I was fortunate that I had a good friend in Peter because everyone else I knew at the time acted as if my dropping out of the picture was either a luxury they couldn't afford — though we were the one with a kid — or a self-indulgence.
They were just ordinary folks caught up on the consumer train, as we are all conditioned to be. Desperation forced me off, though. The courage born of desperation.
I was very alone in the early years I raised Miles — very afraid, very broke!
We were stuck with high rent, a couple of car payments we couldn't keep up, and a pile of debts.
Not the way middle-class people generally choose to live these days.
But I had the legacy of my parents confronting me full-force when I had Miles. Was I going to let history repeat itself? Because I could see how it might.
It amazed me how little I knew about being a mother — how frustrating and difficult a job it was.
Because of my experiences as a kid, losing my brother, I put a very high value on life. I knew that Miles would be a child only once — and how important that time is.
I knew at heart that I wouldn't regret putting his needs before my own.
At this particular time the media continually spread simple-minded dogmas about women in the workplace, how many kids were in daycare, how daycare was as good as mothering, maybe better.
But I knew that Miles didn't really connect with me until I stayed home with him.
In fact I know right now that the mothering job I took on seven years ago will continue for a number of years ahead, as well.
I can go to school part-time, but I plan on being here for him — and Peter — and myself — in the years to come. A full-time career is out of the question.
When we lived in Newbury Park and I stayed home with Miles, I got involved — I was the family glue because I decided to be. It was my choice.
Now I'm getting ready to go back to school part-time, get education and skills more suited to my talents.
The point in all this being that I've had to define for myself what I really want out of life — which I wasn't raised to do.
I'm proud of myself for going ahead and having the courage to believe in myself enough to make decisions for myself, about my life, even if those decisions meant that I went counter to everything in my past and everything in the world around me.
It wasn't as if Peter was egging me along, either. He was supportive, but he didn't tell me what to do. His respect for me helped me to respect myself.
I think we've reached a point, women have, where we can acknowledge the fundamental need and desire we have for males to be supportive in the ways that males are uniquely suited to be.
We can't define ourselves as if males didn't exist.
With men around like my father it's very tempting to want to define oneself in such a fashion, but it takes away all the meaning of being a woman in the process.
At least for me it did.
I believe now that I'm competent as a mother, as a wife.
I'd like to live a balanced life rather than alternate between frenzies of inadequacy and bouts of compensating rewards.
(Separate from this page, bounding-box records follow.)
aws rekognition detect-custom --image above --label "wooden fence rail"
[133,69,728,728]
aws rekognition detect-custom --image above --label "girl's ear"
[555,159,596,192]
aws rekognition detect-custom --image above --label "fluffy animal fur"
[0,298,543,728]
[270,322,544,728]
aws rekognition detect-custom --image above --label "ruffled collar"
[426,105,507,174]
It would be nice to face life with a more realistic sense of where I am, who I am. In the end it boils down to the question of what I really need.
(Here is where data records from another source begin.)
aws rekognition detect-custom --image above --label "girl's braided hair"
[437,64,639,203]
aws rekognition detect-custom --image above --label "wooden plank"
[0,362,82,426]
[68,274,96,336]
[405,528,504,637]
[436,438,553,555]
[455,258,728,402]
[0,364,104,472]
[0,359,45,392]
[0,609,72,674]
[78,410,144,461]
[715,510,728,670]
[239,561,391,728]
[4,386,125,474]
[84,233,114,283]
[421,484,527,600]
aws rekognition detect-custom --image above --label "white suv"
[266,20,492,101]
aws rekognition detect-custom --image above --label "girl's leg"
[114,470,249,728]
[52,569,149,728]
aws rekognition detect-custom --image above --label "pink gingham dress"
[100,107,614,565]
I agree with Theobald's idea that each individual ultimately has to answer that question for himself — rather than letting others take that responsibility.
He also says we have to be educated to make good decisions — and be presented with good choices.
We have a unique window of opportunity historically. On a personal level I see the same in my own life — the opportunity to learn how to make good choices — and to teach others how to make good choices, too.
A time of growth, a time of balance.
I understand now that education will provide the soil in which my art will grow.
Art without those nutrients doesn't mean much to me — junk food rather than substance.
Our situation stabilized for the most part, and KC continued taking classes at Phoenix College (PC) in numerous subjects, including English Literature, French, Spanish, Psychology, and Women's Studies.
She also ended up working part-time at PC tutoring students in ESL (English as a Second Language) in their Learning Center, but that started in the early '90s, about 5 years later.